With England trouncing France in the rugby and Amir Khan out-boxing Marco Antonio Barrera, last weekend felt like a good time to be British. Unfortunately, the positivity hasn't lasted. Formula 1 has changed its rules to all but ensure that Ferrari and not McClaren (and, of course, Lewis Hamilton) will win the drivers' championship next year and almost all of the data released from the UK has been dire.

There is now an average of 10 jobseekers for every vacancy advertised in the UK, with 60 people chasing each job in the south east. A report published by the Office for National Statistics on Wednesday showed UK unemployment at two million. Meanwhile, the British Chambers of Commerce has estimated that UK unemployment will reach 3.2 million - or just over 10% of the workforce - by the second half of next year.

Housing data is not much more positive. The fall in UK house prices gathered pace in January, according to the government's own house price index. Prices were 11.5% lower than in January 2008, an increase in the 10.2% annual fall seen in December. The price of the average UK property is now down to £195,724, a fall of £26,034 in the past year. Prices have been falling fastest in Northern Ireland, down 14.3%, and are still highest in London, where the average home costs £301,383.

Adding to these woes, the International Monetary Fund has predicted that the recession will last longer in the UK than in any of the world's other major economies. The IMF has warned that the UK will be the only member of the G7 group of leading industrial countries that will continue to see its economy shrink in 2010. The IMF said the UK economy will shrink 3.8% this year and 0.2% in 2010. By contrast, IMF predictions see the G7 nations' economies declining 3.2% on average in 2009, before growing 0.2% next year.

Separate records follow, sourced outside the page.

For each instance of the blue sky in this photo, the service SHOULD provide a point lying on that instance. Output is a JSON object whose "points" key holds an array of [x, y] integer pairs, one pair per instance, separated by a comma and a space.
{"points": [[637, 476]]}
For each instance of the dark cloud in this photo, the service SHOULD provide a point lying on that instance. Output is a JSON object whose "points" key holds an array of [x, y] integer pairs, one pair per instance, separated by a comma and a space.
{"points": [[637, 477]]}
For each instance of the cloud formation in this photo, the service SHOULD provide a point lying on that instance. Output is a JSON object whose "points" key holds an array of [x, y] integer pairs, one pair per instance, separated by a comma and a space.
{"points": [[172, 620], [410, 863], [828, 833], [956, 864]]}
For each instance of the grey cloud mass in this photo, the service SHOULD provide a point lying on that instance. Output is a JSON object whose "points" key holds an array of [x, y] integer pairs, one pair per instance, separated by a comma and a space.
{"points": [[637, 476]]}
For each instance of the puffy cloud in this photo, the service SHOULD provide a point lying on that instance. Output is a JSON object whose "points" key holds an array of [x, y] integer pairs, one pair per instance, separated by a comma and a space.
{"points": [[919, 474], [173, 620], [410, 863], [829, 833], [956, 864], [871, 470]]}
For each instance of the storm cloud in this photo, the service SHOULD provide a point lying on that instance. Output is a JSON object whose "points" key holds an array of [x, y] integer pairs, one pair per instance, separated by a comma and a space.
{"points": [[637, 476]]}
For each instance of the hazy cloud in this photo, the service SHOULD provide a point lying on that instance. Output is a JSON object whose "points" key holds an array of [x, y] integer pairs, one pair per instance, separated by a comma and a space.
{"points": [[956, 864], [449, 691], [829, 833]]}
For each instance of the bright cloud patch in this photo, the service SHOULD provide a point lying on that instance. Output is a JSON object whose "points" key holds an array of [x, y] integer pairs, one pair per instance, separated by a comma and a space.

Confirmation that Barclays is in talks over the sale of its exchange-traded fund business iShares helped the pound make some gains. However, both the Euro and the US Dollar quickly clawed back their early losses and Sterling has now reached a six-week low against the Euro.

Across the Atlantic, Federal Reserve Chairman Ben Bernanke suggested in a televised interview on CBS' 60 Minutes programme that the US recession would "probably" end in 2009, but that his country had averted the risk of plunging into a depression. Bernanke's remarks came ahead of a two-day meeting by the Fed that was swiftly followed by the US Dollar sinking to new depths.

The Federal Reserve said that it will buy almost $1.2trn worth of debt and expand purchases of mortgage-related debt to help boost lending and promote economic recovery. The size of the move stunned investors, and caused the Dow Jones stock index to jump almost 200 points. It is hoped that the measures will boost mortgage lending and the struggling housing market by lowering interest rates on mortgages and other forms of consumer debt.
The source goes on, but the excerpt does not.